Anyone regardless of age, gender, ethnicity and sexuality, can be at risk of modern slavery. However, traffickers or modern slavery facilitators often target vulnerable individuals as they are easier to coerce. Particularly vulnerable groups include:

  • Poor people
  • Homeless people / Missing from Homes
  • Alcoholics / Drug addicts
  • People who lack education
  • Children brought up in social care
  • Mentally and /or physically ill people
  • Victims of domestic violence
  • Illegal immigrants
  • Former victims of modern slavery and human trafficking

 

Spotting the signs

General Indicators

Trafficking victims are often lured into another country by false promises and so may not easily trust others. They may:

  • Be fearful of police/ authorities
  • Be fearful of the trafficker, believing their lives or family members lives are at risk if they escape
  • Exhibit signs of physical and psychological trauma e.g. anxiety, lack of memory of recent events bruising, untreated conditions
  • Be fearful of telling others about their situation
  • Be unaware they have been trafficked and believe they are simply in a bad job
  • Have limited freedom of movement
  • Be unpaid or paid very little
  • Have limited access to medical care
  • Seem to be in debt to someone
  • Have no passport or mention that someone else is holding their passport
  • Be regularly moved to avoid detection

 

Sexual exploitation

Victims being forced into non-consensual or abusive sexual acts.

There are many signs to look out for including the following:

  • Physical injuries
  • Evidence of physical abuse
  • Visible emotional distress
  • Someone who is uncommunicative, tense and fails to make eye contact
  • Signs of sexual abuse, and / or sexually transmitted diseases

 

 

Labour exploitation

Victims being compelled to work long hours, often in hard conditions and to hand the majority of their wages to traffickers.

There are many signs to look out for including the following:

  • Evidence of sexual abuse and threats of violence
  • Excessive dependence on employers or third parties
  • Excessive working hours
  • Sub-standard living conditions
  • Wages being withheld or excessive wage reductions
  • No access to documents – passport, ID, wage slips, bank cards
  • Restriction of movement and confinement, to the workplace or to a limited area

 

Domestic servitude

Victims being forced to work in private households, performing tasks such as childcare and housekeeping, over long hours for little pay.

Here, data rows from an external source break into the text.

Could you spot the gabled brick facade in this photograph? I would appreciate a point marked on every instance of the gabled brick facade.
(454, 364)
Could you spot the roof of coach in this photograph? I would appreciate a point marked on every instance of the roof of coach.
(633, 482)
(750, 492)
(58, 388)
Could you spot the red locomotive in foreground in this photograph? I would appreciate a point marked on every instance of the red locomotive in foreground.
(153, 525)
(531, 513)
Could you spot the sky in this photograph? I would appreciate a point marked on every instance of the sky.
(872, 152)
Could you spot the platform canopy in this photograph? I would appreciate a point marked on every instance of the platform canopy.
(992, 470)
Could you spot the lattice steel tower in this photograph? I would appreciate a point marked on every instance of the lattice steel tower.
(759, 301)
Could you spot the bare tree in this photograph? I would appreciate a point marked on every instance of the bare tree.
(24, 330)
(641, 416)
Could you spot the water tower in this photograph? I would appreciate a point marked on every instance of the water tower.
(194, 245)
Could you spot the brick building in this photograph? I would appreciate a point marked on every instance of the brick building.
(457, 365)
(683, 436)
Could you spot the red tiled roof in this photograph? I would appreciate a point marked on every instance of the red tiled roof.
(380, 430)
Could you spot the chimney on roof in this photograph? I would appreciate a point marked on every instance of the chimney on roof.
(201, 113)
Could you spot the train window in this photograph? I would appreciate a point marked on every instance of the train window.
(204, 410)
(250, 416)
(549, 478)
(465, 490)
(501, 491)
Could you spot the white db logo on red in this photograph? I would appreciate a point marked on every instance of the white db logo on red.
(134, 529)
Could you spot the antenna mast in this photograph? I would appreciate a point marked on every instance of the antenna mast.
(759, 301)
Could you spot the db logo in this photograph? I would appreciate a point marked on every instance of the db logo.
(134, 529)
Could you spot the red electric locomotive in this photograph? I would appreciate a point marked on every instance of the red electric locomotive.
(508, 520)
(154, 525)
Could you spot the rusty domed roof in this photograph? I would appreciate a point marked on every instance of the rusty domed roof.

There are many signs to look out for including the following:

  • Poor living conditions – someone living in dirty cramped or overcrowded accommodation, and / or living and working at the same address.
  • Few or no personal effects – victims may have no identification documents, have few personal possessions and always wear the same clothes. What clothes they do wear may not be suitable for their work.
  • Reluctance to seek help – victims may avoid eye contact, appear frightened or hesitant to talk to strangers and fear police

 

 

Criminal activities

Victims are being forces to take part in criminal activities such as cannabis farming.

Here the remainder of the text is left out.